The joint Planning Committee consists of representatives of both municipalities and was created as part of a 2002 border agreement.
The committee's recommendations are advisory.
"The committee's recommendations may be advisory, but the process (outlined in the border agreement) is not," said Milwaukee attorney Joseph R. Cincotta, who represents two families whose acreage is near the site.
Cincotta outlined a litany of concerns his clients have about the project including its size, potential impact on surrounding residential real estate values, stormwater drainage, traffic, noise and potential increases in crime because the supercenter and adjoining gas station/ convenience center would operate 24 hours a day.

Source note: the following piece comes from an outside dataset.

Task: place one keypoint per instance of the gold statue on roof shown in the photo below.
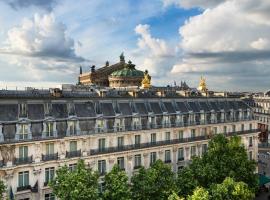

He asserted the project is contrary to the village's land -use plan andthat village officials violated the border agreement by failing to present the proposal to the joint committee before various village governing bodies, including the Plan Comission and Village Board, began deliberations on the proposal.
Some of those same concerns were echoed by Town of Lisbon Engineer John Stigler of Jahnke and Jahnke and Associates.
Stigler argued that any action on zoning and conditional-use permits for the project by the Village Board or Plan Commission would be "premature and a violation of, and inconsistent with, the boundary agreement" because the proposal has not been presented to the joint committee.
The proposed 24-acre site is on nearly 50 acres of farmland in the Town of Lisbon at the southeast corner of Highways 164 and K. The intersection is expected to be expanded to four lanes and four turn lanes within 800 feet east and west of the intersection.
According to the border agreement, the property is expected to be "detached" from the Town of Lisbon and "attached" to the Village of Sussex so it can be developed with village utilities, including sewer and water.
Village Administrator Jeremy Smith said during the hearing that village officials had unsuccessfully attempted to schedule a joint Planning Committee meeting with the town.
Smith asserted that Stiegler's comments were in violation of the border agreement because the town stipulated in the agreement it would not oppose detachment and attachment of the parcel.
However, Lisbon Town Chairman Matt Gehrke emphasized in a later interview that the town was not objecting to the detachment of the land or the proposal.
He said the town was taking step to ensure that its rights as outlined in the border agreement were protected.
"At the end of the day, the land is going to be detached from the town and attached to the village," Gehrke said.
He added, however, that town officials were concerned about potential stormwater control issues and the existence of a "big box" store in the region.
"During the (border agreement) negotiations, there was general agreement between the village and town participants that big-box stores were not desired with the joint planning area," Stigler said.
More than a dozen residents from both communities testified during the four-hour public hearing Wednesday, Nov. 28, at the Sussex Community Center.
Most of the opposition was expressed by the town residents who argued the size of the store and its proposed 24-hour operations were contrary to the village's land-use policy of trying to maintain a small-town atmosphere and emphasizing redevelopment of its downtown business district.
Most of the proponents of the project were Village of Sussex residents or business owners who argued the project was consistent with plans for commercial development on Highway 164 between Lisbon Road and Silver Spring Drive.
They predicted the supercenter would lead to the development of new businesses in the neighborhood and would provide 200 to 250 jobs in the community, in addition to expanding the community tax base.